Mon étude porte sur la cartographie topographique des Alpes aux 19e et 20e siècles : la zone géographique a été restreinte aux seules Alpes du nord, dans lesquelles fut menée la plupart des travaux importants, et la période chronologique aux quelques cent cinquante ans entre l’adoption du premier projet de carte topographique de la France en 1817 et le début des changements techniques qui aboutirent à l’informatisation des processus cartographiques, à la fin des années soixante. Les problématiques spécifiques à mon sujet et les sources disponibles m’ont poussé à privilégier certains axes d’analyse. Ainsi, pour des raisons documentaires inhérentes à l’histoire des pratiques de lecture, je n’ai pas pu mener une étude détaillée de la réception et de l’utilisation de la carte, tout comme l’inaccessibilité de certaines archives m’a empêché de réaliser une prosopographie des acteurs de la cartographie. Par contre, bien que j’aborde également l’histoire institutionnelle par une analyse critique de la très riche littérature institutionnelle, je me suis surtout consacré à l’histoire des techniques cartographiques et des conceptions théoriques de la carte, pour des raisons liés à ma formation initiale, à mon encadrement, et au vide historiographique sur cet aspect de l’histoire de la cartographie.

La cartographie contemporaine est dominée par les productions en série des services cartographiques officiels.
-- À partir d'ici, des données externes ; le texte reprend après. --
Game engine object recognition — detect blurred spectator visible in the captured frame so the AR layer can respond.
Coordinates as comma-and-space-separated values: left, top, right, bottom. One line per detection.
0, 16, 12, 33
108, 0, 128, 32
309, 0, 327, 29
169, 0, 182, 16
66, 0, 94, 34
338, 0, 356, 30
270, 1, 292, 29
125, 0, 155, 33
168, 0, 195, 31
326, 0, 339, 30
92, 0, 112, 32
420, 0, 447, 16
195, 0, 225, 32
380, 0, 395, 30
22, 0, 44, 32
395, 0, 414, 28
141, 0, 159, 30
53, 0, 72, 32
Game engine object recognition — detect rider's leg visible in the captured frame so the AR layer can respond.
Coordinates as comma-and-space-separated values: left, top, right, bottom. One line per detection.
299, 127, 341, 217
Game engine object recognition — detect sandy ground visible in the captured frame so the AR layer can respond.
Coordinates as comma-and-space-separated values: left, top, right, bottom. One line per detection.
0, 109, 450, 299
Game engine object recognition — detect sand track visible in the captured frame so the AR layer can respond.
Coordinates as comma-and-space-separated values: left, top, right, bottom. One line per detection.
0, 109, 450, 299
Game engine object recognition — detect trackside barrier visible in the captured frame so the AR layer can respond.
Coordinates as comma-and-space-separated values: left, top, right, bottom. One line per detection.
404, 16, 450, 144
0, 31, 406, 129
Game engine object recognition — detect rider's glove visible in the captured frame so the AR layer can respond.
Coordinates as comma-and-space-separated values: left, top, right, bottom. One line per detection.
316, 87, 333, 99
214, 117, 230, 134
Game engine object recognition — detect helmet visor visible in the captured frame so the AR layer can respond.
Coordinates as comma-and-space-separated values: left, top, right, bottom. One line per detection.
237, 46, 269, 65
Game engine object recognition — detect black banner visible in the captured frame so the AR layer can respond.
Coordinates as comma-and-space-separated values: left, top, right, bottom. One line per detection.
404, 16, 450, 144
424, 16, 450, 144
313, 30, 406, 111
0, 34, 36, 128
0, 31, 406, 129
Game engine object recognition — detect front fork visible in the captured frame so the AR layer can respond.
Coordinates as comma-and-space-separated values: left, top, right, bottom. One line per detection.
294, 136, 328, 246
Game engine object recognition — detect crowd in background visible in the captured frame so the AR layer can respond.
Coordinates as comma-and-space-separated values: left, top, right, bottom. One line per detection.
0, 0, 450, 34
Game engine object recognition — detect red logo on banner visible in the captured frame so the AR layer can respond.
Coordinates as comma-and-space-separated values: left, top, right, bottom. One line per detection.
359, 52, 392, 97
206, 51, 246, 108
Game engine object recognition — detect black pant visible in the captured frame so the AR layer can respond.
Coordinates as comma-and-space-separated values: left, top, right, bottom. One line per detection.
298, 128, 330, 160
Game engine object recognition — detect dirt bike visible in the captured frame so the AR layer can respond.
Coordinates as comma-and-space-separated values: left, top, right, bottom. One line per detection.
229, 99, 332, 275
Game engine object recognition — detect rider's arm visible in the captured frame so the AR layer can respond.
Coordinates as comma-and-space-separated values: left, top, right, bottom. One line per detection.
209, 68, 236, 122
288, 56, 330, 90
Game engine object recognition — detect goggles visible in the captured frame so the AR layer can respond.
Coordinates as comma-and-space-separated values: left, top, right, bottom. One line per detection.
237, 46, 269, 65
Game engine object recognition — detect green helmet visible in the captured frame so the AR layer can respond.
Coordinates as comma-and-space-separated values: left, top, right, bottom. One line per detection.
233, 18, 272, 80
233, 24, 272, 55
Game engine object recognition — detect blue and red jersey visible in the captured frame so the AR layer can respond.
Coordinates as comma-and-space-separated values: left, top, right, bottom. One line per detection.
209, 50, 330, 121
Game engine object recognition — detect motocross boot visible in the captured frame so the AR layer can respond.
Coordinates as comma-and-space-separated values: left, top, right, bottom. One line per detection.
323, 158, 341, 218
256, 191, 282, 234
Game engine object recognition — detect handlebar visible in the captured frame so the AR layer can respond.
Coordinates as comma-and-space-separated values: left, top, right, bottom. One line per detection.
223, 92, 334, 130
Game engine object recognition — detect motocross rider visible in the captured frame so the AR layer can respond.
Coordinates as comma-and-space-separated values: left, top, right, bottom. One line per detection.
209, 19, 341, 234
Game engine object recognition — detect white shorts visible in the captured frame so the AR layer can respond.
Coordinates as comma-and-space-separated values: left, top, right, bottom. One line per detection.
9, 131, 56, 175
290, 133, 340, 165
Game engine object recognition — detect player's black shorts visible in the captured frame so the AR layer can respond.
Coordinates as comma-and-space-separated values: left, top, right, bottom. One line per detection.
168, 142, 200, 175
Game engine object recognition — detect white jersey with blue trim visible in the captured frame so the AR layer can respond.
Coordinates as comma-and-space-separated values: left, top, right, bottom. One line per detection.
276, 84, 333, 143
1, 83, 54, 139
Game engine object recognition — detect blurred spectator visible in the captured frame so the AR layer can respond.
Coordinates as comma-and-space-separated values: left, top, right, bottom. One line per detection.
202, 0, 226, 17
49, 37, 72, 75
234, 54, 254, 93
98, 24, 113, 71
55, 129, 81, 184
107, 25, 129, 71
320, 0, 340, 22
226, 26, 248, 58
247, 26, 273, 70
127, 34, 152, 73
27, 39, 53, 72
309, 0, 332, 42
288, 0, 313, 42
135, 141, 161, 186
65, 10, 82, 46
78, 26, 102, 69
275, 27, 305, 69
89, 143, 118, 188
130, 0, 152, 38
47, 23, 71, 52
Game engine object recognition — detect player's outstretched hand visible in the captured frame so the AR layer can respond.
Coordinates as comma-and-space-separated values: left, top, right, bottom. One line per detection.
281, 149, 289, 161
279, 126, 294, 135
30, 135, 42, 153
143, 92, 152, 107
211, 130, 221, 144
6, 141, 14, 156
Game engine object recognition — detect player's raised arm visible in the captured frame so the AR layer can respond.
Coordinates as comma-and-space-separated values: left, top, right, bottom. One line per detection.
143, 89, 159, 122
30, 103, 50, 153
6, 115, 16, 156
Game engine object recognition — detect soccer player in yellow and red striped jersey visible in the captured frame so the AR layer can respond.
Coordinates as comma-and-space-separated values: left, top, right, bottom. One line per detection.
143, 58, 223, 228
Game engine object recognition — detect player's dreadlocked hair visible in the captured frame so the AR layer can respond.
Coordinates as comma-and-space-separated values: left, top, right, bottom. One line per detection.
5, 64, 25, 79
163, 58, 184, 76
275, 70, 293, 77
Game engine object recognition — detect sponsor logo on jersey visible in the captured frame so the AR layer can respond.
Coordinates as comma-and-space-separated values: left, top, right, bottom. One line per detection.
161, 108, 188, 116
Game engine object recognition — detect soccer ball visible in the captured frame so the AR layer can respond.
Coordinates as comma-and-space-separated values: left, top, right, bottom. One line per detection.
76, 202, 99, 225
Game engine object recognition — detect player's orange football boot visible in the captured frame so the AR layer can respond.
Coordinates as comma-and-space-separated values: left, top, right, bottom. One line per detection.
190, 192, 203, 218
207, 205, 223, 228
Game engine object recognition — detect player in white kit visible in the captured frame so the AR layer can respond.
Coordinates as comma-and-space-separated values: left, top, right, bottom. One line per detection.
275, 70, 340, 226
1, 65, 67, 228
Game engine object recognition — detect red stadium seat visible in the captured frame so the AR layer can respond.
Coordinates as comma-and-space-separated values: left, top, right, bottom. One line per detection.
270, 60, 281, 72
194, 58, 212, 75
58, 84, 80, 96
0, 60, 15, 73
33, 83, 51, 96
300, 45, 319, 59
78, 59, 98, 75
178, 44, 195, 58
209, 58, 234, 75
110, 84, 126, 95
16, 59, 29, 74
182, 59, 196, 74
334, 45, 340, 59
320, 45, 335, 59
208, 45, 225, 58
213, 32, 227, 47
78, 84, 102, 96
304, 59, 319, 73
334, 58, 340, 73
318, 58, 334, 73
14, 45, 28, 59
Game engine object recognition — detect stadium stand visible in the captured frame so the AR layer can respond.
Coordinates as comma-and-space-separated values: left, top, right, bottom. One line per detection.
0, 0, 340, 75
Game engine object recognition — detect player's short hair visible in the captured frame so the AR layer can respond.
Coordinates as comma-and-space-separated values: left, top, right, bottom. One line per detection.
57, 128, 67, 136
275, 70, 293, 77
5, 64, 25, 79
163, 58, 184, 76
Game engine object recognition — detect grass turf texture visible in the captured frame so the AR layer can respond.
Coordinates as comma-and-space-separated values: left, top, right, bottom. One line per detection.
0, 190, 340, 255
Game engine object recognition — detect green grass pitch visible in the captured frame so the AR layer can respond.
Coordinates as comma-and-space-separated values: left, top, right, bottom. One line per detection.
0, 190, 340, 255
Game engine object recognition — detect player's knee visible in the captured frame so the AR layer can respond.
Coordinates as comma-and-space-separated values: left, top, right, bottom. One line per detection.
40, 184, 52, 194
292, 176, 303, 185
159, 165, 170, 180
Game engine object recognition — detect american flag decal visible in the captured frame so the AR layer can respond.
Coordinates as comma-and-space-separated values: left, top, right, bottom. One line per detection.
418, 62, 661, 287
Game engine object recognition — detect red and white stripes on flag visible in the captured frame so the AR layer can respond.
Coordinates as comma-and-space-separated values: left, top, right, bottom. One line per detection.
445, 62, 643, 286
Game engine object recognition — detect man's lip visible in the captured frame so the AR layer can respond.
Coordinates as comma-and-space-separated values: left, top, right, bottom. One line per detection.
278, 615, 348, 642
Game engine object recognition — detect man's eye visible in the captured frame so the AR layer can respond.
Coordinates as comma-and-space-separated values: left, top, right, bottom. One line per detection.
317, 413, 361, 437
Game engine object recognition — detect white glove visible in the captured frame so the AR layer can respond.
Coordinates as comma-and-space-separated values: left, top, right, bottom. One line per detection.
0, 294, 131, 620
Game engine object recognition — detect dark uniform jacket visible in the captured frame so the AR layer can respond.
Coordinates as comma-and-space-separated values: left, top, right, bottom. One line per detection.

Cette spécificité et la quantité importante de feuilles réunies dans mon corpus de cartes m’ont fait adopter une analyse sérielle fondée sur l’utilisation d’une base de données informatisée relativement complexe. L’exploitation statistique de cette base m’a permis de déterminer une périodisation précise de mon sujet, dominée par mes questionnements sur l’évolution des techniques cartographiques. Cette périodisation est donc basée sur la succession très marquée des procédés de levés employés : les levés à la planchette peu attentifs à la représentation géométrique du relief pour la carte d’état-major entre 1830 et 1870 ; les levés de précision généralisant la mesure instrumentale du relief entre 1880 et 1910 ; les levés photographiques terrestres qui se développèrent principalement dans les Alpes entre 1910 et 1940 ; et enfin les levés photographiques aériens qui se généralisèrent rapidement dans une orientation industrielle à partir de 1930. Mais l’activité cartographique étant dominée par des temporalités fortes et relativement longues, j’ai décidé d’étudier chacune de ces périodes techniques en intégrant leurs conséquences ultérieures souvent tardives : le plan de mon étude reflète cette position en s’organisant en quatre parties fondées sur ces périodes « élargies ». La cartographie topographique indépendante, dont l’influence fait l’originalité de la cartographie alpine contemporaine, a été systématiquement replacée dans ce contexte technique général, en particulier dans ses rapports avec la cartographie officielle et les milieux scientifiques et touristiques.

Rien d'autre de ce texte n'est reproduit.